この丘のむこうに
TO YAMATO

#序章 −01

 西暦2220年、地球滅亡まであと3か月を残し、ヤマトは復活を果たした。
 古代進を艦長に戴き、新たな乗組員と共に。
 氷解を砕き発進したヤマトは、攻撃を受けつつも第二次船団を守り抜き、3億の人類をアマールへと送り届け、帰還した。
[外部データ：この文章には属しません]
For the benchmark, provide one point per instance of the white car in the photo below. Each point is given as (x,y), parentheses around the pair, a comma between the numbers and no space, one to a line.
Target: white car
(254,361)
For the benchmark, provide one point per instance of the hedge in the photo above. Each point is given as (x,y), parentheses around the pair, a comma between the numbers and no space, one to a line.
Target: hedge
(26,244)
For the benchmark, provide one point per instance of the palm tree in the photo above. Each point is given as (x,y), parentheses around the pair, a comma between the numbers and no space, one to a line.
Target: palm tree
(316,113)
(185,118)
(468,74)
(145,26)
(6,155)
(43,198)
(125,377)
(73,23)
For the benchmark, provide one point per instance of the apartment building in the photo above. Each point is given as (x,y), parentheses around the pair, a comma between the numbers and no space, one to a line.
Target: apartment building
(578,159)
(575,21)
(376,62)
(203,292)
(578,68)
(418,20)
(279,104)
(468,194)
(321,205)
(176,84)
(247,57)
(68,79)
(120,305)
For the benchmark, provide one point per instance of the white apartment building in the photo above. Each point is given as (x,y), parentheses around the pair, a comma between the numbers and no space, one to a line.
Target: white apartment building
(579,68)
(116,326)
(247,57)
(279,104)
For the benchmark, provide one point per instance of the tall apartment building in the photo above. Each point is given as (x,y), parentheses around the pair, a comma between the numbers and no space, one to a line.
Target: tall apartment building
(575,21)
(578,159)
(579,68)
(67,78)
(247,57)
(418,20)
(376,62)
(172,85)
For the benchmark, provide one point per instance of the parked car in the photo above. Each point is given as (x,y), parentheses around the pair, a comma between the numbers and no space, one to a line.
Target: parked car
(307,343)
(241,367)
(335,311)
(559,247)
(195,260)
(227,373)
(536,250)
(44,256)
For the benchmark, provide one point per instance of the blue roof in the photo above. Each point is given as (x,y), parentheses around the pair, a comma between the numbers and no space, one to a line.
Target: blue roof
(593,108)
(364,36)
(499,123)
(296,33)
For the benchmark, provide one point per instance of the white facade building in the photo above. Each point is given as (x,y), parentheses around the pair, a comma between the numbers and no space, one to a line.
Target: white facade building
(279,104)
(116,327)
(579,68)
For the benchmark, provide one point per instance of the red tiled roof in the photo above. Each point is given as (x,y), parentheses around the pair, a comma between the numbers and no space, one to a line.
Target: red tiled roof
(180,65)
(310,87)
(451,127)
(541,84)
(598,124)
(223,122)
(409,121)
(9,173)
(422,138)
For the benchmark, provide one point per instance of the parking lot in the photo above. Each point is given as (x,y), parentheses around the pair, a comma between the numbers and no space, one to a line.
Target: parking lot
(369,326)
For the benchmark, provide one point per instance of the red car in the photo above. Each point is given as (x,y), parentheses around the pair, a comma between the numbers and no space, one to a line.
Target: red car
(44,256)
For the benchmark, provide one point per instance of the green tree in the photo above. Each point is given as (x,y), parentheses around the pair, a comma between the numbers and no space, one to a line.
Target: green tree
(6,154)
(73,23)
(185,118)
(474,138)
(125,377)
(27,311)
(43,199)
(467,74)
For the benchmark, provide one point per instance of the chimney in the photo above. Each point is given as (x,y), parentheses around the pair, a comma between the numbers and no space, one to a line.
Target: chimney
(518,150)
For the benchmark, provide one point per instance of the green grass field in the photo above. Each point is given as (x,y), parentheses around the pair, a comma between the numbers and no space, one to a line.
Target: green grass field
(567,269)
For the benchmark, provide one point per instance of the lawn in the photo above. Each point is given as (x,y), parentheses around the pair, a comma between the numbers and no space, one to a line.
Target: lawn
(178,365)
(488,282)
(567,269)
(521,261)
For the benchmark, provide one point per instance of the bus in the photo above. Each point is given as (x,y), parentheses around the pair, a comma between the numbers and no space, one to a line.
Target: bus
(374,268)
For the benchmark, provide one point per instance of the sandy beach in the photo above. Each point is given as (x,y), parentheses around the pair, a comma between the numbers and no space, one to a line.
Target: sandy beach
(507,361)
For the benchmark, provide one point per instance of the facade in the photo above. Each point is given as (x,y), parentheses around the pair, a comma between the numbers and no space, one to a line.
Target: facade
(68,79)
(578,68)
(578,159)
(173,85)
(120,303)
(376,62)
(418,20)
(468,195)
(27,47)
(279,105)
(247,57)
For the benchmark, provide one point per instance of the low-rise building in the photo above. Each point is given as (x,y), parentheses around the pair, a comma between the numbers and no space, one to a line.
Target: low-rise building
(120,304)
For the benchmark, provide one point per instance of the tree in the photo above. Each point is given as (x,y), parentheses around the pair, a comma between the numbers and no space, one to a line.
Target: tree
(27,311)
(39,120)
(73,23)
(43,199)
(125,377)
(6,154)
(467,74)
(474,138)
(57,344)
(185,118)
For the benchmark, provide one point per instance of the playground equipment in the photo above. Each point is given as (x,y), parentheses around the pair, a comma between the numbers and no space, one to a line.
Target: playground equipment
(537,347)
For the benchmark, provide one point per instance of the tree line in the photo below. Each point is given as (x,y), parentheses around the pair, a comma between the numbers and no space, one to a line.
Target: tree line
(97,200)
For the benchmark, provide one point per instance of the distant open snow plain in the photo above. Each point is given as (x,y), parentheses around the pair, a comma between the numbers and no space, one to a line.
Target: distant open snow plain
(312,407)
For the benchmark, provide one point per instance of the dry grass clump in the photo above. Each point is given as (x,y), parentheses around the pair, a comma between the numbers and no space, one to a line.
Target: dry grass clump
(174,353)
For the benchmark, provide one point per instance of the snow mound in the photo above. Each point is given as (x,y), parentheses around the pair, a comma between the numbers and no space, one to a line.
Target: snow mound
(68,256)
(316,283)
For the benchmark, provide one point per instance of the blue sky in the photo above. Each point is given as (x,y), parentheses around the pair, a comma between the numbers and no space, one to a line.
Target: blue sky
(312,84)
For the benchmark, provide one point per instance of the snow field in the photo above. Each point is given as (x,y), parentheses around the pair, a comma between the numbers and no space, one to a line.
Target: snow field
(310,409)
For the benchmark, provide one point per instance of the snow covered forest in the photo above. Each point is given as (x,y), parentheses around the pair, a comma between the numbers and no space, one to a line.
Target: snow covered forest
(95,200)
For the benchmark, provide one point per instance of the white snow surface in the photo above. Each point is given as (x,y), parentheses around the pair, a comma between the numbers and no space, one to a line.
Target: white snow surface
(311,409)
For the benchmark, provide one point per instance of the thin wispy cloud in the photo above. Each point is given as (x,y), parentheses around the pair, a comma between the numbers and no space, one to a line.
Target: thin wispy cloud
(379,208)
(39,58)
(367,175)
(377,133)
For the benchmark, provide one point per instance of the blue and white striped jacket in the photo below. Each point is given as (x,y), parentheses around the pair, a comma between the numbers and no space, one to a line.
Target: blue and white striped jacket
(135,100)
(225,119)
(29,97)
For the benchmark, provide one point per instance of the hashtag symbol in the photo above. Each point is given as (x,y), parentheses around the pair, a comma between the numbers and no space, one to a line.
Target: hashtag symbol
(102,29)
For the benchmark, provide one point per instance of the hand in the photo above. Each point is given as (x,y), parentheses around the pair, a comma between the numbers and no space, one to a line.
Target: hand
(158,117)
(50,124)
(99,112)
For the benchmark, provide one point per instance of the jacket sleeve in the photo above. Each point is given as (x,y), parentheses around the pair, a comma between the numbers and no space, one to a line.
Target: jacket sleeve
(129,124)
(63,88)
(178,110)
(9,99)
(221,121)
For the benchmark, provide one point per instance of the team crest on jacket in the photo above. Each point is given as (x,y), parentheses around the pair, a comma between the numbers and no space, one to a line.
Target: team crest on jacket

そして、今また最後の船団と共に、地球に別れを告げようとしている。
 進むべき空は、厚い雲に覆われていた。
 まるで、この星の未来を暗示するかのように。
 故郷を失った地球人類に如何なる未来が待っているのか、誰も知らない。

 だが。
 空を見上げる男の眼窩から、光は失われてはいなかった。  

 かつての発進の時も、そうではなかったか。
 ヤマトの行く手は、黒い雲に遮られ。
 命運は定かでなく。
 それをも切り裂き突き進むのは、乗組員たちの決意によるもの。
 「地球を救うため」に。
 ただそれだけを胸に刻み付け。
 ヤマトは使命を果たしてきた。

 地球連邦宇宙科学局長官・真田志郎は、独り佇む。
 英雄の丘に立つその姿に、影りはない。

 移動性ブラックホールが太陽系に接近。
 その報を受けて、早数年が過ぎる。打てる手だては、全て尽くした。
 今、3億の人類を乗せ、最後の船団はこの星を後にしようとしている。

 真田は、この惑星を救うために、あらゆる可能性を検討してきた。
 だが、最終的に得た結論は“全人類の移住”。
 この惑星を救うことはできない。
 移住地を探し出し、受け入れを交渉した。移民局を組織し、移民船団を造り上げた。
 そして。

 ヤマトの復活。

 それは、最強の護衛艦隊であり。
 人類の希望、だ。
 ヤマト、という名に込められた願いは、いつの時代であろうと変わらなかった。

 古代は。
 古代進はヤマト艦長として、必ずこの任務を全うするであろう。

 そう確信する真田の瞳に、柔らかい栗色の髪が映った。
 ギュッと目を閉じる。

 ユキ。

 かつての同僚であり、生死を共にした仲間の名を呼ぶ。
 あのふたりが、古代とユキが作り上げたもの。繋ごうとしたもの。そして、残そうとしたもの。
 ヤマトの古代進でもあり、ヤマトの森ユキでもありはしたが。
 ひとりの男として、女として。人間として。
 大切に作り上げた家庭を。

 「地球のために」
 大義の前に、捨てさせた。

 真田には詫びる言葉さえ持ち得ず、今はただ、ふたりの無事を祈ることしかできなかった。